Magari sarebbe più proficuo per tutti.
La laurea in Giurisprudenza non da più lavoro, sono 5 anni che cerco e sto a spasso!!
I miei amici avvocati vanno allo studio solo per non restare a casa senza fare niente e non guadagnano nulla il più fortunato 300 euro.
E questo è il futuro che c’è in Italia dopo una laurea e specializzazione……assurdo!!!
Qui non si lavora più, i giovani sono lasciati al loro triste destino senza niente, non siamo più autonomi e indipendenti come negli anni 80 quando con un diploma ti prendevano ovunque, potevi diventare anche direttore di banca. Che Tristezza!! E poi per non parlare dell’età, si perchè a 30 anni con una laurea in Italia non ti assume più nessuno.

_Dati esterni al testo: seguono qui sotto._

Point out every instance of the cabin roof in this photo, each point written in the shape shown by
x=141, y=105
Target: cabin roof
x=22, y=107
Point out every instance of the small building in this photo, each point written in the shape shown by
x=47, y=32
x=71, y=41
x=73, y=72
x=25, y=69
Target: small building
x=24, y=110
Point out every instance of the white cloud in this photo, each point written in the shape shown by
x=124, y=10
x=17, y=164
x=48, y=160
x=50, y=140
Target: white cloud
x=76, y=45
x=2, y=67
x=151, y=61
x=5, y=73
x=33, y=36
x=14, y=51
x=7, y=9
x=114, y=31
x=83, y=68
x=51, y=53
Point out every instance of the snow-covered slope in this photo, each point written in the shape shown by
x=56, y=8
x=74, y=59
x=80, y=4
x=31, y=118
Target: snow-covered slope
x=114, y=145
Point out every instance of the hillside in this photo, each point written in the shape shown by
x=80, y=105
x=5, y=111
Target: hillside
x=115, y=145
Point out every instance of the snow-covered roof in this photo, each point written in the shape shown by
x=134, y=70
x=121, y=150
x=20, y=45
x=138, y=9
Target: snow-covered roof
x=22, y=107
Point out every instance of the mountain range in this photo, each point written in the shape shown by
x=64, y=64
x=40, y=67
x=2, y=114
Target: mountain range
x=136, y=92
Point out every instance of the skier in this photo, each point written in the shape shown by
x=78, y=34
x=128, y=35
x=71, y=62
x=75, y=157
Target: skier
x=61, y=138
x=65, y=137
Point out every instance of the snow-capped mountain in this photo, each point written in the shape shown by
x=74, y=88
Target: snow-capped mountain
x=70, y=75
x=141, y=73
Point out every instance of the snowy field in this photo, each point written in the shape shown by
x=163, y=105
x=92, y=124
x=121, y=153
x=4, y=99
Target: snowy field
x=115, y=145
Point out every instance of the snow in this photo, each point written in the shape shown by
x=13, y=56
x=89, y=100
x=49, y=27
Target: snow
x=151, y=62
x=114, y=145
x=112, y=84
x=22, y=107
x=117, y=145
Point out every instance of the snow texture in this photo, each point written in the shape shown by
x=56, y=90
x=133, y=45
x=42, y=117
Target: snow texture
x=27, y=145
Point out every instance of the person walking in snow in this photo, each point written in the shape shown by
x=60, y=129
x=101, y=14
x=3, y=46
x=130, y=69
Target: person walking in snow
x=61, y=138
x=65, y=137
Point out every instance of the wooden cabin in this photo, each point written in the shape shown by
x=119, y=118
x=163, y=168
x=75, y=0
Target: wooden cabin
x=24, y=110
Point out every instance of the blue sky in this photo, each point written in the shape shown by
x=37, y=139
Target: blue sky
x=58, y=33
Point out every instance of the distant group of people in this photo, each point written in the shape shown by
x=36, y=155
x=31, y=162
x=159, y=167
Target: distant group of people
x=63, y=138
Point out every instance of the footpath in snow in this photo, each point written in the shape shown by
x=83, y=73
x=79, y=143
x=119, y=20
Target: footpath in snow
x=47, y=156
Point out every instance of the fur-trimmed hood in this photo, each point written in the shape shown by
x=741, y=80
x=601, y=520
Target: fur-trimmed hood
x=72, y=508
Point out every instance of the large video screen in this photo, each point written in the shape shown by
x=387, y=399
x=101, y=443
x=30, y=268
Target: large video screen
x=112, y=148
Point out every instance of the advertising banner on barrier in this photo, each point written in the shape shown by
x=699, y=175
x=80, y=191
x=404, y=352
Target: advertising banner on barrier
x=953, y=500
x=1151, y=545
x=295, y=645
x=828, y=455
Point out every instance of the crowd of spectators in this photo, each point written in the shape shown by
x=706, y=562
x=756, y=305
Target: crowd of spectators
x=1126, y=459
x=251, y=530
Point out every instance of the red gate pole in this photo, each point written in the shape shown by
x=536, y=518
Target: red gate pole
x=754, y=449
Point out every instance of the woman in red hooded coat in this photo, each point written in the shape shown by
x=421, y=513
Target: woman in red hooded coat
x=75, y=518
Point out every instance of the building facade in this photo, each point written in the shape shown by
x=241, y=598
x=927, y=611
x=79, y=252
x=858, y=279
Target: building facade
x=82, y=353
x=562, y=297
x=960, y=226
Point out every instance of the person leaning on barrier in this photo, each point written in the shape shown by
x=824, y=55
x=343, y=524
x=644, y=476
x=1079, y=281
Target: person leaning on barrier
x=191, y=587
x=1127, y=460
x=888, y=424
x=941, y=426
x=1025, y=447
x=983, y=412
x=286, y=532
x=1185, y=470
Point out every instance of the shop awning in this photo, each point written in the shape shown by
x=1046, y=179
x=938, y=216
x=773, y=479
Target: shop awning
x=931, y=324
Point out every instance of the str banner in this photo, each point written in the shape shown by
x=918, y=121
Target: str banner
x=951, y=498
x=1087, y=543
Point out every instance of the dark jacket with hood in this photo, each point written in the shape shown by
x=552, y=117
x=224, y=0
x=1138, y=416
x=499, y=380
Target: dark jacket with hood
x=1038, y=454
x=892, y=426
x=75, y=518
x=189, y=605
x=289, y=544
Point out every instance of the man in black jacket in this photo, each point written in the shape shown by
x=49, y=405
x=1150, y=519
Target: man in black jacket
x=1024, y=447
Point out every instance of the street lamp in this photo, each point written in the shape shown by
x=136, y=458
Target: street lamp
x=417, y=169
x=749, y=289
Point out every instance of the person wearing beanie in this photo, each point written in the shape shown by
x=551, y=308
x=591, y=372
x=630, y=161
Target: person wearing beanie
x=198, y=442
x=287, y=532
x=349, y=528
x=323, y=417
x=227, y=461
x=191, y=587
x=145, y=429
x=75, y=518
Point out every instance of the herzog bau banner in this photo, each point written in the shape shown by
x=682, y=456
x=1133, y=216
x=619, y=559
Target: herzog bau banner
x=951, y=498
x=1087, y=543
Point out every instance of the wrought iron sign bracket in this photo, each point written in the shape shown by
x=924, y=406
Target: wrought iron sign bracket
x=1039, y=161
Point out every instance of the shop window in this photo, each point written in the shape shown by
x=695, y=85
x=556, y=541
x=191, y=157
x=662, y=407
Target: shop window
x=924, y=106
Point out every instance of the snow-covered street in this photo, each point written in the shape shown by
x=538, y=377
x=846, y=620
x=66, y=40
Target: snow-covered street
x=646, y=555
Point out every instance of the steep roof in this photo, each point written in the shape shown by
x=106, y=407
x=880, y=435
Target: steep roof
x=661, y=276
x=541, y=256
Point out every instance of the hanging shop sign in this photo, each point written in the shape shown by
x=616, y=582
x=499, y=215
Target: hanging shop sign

A dire il vero io per esempio ho trovato un contratto di stage seguito da 3 anni di apprendistato in azienda, in segreteria societaria.
Il lavoro è brutto, però quantomeno pagano…solo che siamo sempre lì, conclusi i 3 anni poi possono dirti grazie ed arrivederci, così tu non hai uno straccio di lavoro ed esperienza effettivamente spendibile..volere mettere su famiglia è utopico..
Molto semplice la questione. La facoltà di Giurisprudenza non offre una spendibilità immediata nella realtà professionale attuale. Rectius, non offre proprio una professionalità. Inutile conseguire un titolo che ha la pretesa di elevarti a profondo conoscitore della realtà nei suoi aspetti legali ed amministrativi, se poi non hai mai visto un contratto, un atto di citazione, una comparsa di risposta, un ricorso o un qualsiasi atto amministrativo. Lo studente è costretto ad una formazione enciclopedica e generalista, intrisa di artifici dottrinali e passatempi lessicali. Improntata nel migliore dei casi alla sola avvocatura, questa formazione lo porterà ad incanalarsi su un odioso binario dove sarà soggetto alla solita stanca ed esosa procedimentalità burocratica tipica del nostro Paese. Maschera delle resistenze di gruppi di potere e di interesse. Purtroppo il giurista capisce ben presto che la concezione della legge come servizio non sarà mai propria di questo ordinamento, finendo per illudersi che forse troverà la sua isola di realizzazione, ma ritrovandosi vittima di quella che sarà solo IL mero strumento di una studiata discriminazione da parte di chi su quell’isola è già approdato. Anche da parte del mondo accademico, connivente nella riproposizione di manuali, complice di governi nella proposizione di riforme ed eventuali, restio ad orientarlo verso strade alternative che non siano altre professioni legali ancora più difficili da intraprendere per l’elevato rapporto costi/chance di beneficio. Personalmente sono laureando in Giurisprudenza ma non vedo in cosa potrei essere di supporto ad un’azienda privata. Discetto di norme, fonti ed interpretazioni, posseggo una mera base per crearmi un giorno una professione legale se mai ne avrò il fegato e le motivazioni, potrei così, giocarmi anzichè la bolletta alla SNAI, un concorso pubblico, ma niente di più. Il senso di insoddisfazione e frustrazione, considerando che lo studio di tali questioni è ostico e non proprio intuitivo, è molto elevato.